And in paragraph 36 the Immigration Judge concludes:
“I have to consider the cumulative effect of these findings and observations upon my assessment of the totality of the evidence. I have to formulate a factual matrix upon which to base my conclusions.”
And he then goes on with the reference to section 8 of the Asylum and Immigration (Treatment of Claimants, etc.) Act 2004 and continues:
“Taking the findings of the previous Adjudicator’s determination of [the mother’s] claim as a starting point, and having regard to the observations which I have set out above, I find that the appellant has never come to the attention of the Zanu-PF or war veterans in Zimbabwe. I find that he will present to the Zimbabwean authorities as nothing more or less than a failed returning asylum seeker.”

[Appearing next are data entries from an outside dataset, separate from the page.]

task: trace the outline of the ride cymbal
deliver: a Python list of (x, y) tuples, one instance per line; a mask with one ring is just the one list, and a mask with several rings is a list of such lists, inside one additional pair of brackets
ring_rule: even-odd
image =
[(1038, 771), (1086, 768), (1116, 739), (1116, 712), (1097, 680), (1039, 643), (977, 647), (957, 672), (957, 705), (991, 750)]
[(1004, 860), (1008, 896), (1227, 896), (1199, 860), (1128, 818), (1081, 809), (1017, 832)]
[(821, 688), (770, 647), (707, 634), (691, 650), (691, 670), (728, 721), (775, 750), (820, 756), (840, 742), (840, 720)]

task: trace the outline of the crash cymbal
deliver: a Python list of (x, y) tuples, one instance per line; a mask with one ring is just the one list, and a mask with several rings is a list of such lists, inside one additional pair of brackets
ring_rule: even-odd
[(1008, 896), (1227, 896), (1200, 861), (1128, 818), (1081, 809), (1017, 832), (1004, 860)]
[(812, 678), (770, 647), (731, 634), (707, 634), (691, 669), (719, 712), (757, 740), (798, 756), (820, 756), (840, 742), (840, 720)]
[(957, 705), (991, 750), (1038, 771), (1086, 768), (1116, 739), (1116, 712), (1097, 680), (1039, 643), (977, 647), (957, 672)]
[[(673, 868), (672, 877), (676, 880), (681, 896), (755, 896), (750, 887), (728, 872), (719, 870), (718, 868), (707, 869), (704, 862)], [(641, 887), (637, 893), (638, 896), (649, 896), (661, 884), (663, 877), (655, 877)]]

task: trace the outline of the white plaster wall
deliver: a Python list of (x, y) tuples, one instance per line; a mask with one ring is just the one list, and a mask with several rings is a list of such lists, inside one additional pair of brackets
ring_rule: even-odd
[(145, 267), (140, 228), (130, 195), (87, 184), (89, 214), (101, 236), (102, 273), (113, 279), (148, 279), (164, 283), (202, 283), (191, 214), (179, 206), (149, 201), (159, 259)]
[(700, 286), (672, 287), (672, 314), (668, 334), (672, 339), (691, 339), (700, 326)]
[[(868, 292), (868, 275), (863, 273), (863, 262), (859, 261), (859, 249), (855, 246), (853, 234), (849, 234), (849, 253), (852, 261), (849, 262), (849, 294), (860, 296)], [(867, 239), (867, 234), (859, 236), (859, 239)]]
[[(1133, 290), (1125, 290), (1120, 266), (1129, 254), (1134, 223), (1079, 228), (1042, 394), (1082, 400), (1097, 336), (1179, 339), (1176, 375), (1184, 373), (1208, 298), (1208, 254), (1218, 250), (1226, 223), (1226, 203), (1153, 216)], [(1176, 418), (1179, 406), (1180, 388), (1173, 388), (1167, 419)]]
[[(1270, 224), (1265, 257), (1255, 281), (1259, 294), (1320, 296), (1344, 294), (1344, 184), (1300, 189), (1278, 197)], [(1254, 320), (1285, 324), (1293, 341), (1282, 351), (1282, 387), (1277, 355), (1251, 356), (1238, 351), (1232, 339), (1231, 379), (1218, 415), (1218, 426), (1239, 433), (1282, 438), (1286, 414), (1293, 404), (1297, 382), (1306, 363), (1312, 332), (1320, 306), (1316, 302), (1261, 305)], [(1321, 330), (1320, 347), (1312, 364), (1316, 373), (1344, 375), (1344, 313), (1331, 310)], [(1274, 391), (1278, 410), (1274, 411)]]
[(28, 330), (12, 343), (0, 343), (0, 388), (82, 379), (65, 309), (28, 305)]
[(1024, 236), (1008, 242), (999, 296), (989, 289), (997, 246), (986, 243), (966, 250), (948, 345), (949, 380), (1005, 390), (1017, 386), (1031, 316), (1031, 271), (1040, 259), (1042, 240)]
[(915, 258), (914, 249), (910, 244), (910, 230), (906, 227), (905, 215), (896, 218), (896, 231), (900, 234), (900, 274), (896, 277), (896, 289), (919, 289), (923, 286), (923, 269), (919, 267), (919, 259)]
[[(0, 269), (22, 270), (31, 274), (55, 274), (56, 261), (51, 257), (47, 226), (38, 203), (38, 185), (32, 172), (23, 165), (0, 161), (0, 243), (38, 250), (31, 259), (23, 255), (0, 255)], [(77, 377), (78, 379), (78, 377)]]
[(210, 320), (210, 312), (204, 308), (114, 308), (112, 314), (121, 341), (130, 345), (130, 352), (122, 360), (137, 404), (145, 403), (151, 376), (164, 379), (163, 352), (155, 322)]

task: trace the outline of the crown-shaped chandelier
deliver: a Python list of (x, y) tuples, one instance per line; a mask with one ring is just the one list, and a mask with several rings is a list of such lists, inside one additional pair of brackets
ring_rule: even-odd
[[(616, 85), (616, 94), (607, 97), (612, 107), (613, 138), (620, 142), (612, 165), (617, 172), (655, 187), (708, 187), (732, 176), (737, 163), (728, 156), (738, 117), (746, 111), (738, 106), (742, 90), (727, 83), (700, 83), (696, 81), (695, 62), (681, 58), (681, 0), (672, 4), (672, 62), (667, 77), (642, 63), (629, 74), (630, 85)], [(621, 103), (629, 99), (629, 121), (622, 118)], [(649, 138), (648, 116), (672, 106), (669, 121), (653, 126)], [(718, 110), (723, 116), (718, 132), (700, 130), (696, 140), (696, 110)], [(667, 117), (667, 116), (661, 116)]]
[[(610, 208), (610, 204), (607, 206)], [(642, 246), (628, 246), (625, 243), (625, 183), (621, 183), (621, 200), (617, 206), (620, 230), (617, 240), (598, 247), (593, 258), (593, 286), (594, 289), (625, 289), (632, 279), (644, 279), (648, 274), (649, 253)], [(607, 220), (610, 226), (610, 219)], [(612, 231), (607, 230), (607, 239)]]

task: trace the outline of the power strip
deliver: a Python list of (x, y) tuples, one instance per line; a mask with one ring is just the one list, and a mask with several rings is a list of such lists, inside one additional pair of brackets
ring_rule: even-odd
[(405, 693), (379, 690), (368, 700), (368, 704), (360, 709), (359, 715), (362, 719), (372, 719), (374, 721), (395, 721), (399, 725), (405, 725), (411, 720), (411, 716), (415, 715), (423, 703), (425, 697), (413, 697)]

In my judgment those are independent findings of fact as to credibility made by the Immigration Judge irrespective of, and not dependent upon, the findings in relation to the applicant’s mother. It seems to me, therefore, that on the facts of this particular case the Immigration Judge was entitled to, and indeed did, properly follow the AA (Somalia) guidelines and dealt with the matter appropriately on all the evidence. Thus it was that, when the matter came for reconsideration before Senior Immigration Judge Taylor in February of this year, she plainly took the view, although she cited very fully from both AA and Ocampo, that no error of law could properly be detected in the Immigration Judge’s approach, because the Immigration Judge had both taken the factual matrix as a starting point and had then proceeded to deal with the evidence as the Immigration Judge found it to be as an independent exercise.
In these circumstances it seems to me that the point which Mr Southey raises would be of interest and importance had Immigration Judge Lane not followed the AA and Ocampo guidelines. But it seems to me that, on the facts of this case, that is precisely what the Immigration Judge has properly done. In all the circumstances I do not think I can detect any error of law in the approach adopted by the Immigration Judge. That certainly was the view of Senior Immigration Judge Taylor. I bear in mind -- indeed it is at the forefront of my considerations -- that for this appeal to go forward I would have to take the view that it stands a reasonable prospect of success and, on the facts as they were found below to be, I do not think that it would. Whilst the point itself is one of importance and a suitable case will need, I think, to be reconsidered by this court, I have come to the clear view that this is not a case for that reconsideration and that therefore there is no compelling reason why this particular appeal should be heard.
And, accordingly, despite the attractive way it was put to me, the application will have to be refused.